Note that the ICC (A,1) values remain the same no matter which two-way ANOVA model is constructed. However, we advocate for the articulation of model choice because of the different conceptual considerations being implied. There are many such statistical models where model assumption and interpretation are conceptually different, but some statistics or test results could be the same (e.g., univariate repeated measures ANOVA vs. multivariate ANOVA, and Rasch model vs. 1-parameter logistic item response theory model). We believe that making a clear distinction among models conceptually is important as the chosen model informs the context and the study design. As Schuck [10] noted, “The most important conclusion of the foregoing discussion is not to report ‘the’ ICC, but to describe which ICC has been used, and for what reason.” Whatever the circumstances, we recommend the inclusion of details that describe the exact model used to estimate the ICC and the rationale for the choice. To facilitate the selection of ICC formulas for different study designs (particularly those that are not typical for test–retest reliability evaluation), a decision tree adapted from McGraw and Wong’s published decision tree is provided (Fig. 1).

Fig. 1
figure 1

Test–retest ANOVA Model and ICC Type Decision Flowchart (adapted with permission from [6], American Psychological Association). A absolute agreement, ANOVA analysis of variance, C consistency, ICC intraclass correlation coefficient, k average of k independent measurements

Test–retest ICC values obtained from specific data sets are only point estimates of the true ICC, and they are affected by sample size, data variability, measurement error, and correlation strength as well as by systematic difference between time points [2, 4, 6, 11]. In addition to observed ICC values, we recommend always reporting the corresponding confidence intervals to evaluate the precision of the estimate [6, 12, 13]. When unexpected ICC values occur, additional investigations should be conducted to identify potential reasons for the unexpected values. Investigations to consider include the generation of scatter plots and ANOVA tables and/or conduct of additional correlation assessments, t-tests, or subgroup analyses.
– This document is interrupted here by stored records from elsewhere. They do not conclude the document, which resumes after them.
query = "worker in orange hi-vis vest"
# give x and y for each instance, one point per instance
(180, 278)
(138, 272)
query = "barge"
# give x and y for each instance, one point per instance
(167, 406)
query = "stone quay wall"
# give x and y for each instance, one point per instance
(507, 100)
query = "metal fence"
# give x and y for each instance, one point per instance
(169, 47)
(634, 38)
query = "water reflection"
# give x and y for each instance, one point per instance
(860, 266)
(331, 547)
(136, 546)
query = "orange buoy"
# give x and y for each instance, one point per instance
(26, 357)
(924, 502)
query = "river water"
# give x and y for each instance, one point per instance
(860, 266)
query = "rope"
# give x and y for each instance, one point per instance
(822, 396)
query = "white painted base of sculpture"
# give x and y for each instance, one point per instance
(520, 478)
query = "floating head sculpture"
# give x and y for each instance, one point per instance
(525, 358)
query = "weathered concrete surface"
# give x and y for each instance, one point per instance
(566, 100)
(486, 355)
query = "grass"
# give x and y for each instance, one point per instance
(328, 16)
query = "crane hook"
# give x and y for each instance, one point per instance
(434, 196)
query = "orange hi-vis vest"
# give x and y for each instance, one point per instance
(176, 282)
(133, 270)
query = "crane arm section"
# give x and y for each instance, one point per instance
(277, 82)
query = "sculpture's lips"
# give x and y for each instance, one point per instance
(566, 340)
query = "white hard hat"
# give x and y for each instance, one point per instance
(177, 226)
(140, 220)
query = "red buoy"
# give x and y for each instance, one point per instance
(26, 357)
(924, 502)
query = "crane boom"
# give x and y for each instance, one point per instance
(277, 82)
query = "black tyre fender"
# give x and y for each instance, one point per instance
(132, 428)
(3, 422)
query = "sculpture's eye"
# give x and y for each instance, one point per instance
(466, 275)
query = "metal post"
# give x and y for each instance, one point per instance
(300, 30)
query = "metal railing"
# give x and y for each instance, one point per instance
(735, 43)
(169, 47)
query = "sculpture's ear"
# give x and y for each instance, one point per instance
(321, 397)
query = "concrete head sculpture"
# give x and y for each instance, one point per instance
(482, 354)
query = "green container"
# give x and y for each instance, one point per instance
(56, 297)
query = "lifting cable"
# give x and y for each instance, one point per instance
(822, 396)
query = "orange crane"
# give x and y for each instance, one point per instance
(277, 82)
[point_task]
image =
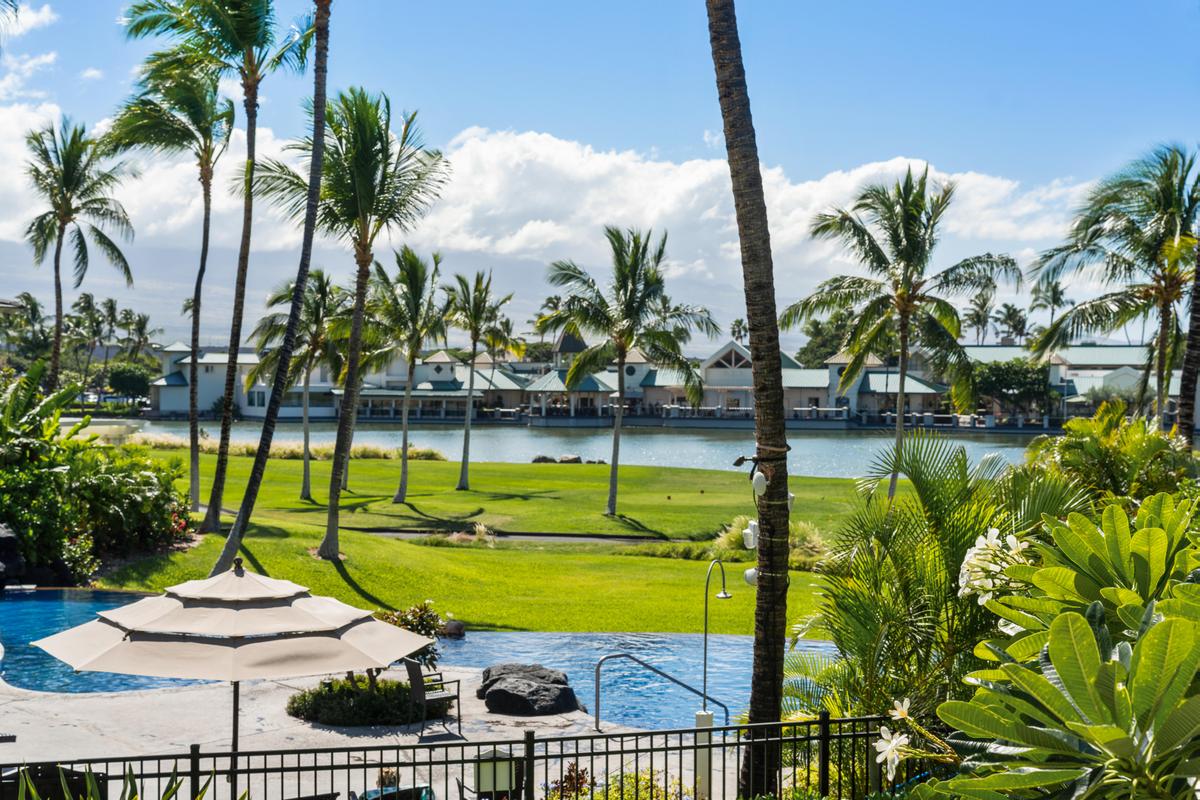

Finally, as ratios of variance components, ICCs of the same model and sample that are calculated using different programming software may vary slightly due to differences in the handling of missing values and the estimation algorithms for variance parameters. Also, due to the fact that between-subject variability is incorporated as part of the ICC ratio, an ICC value is not independent of the study design or specific sample utilized [2]. Low ICC values may be indicative of issues with the study design rather than with the measurement properties of the assessment tool being evaluated. The study population may be restricted to a very narrow subset of scores on the PRO measure’s full score range, for example, and thereby restrict between-subject variability. For these reasons and many others, ICC values should be considered as only a single part of the total evidence needed to support the reproducibility of a PRO measure.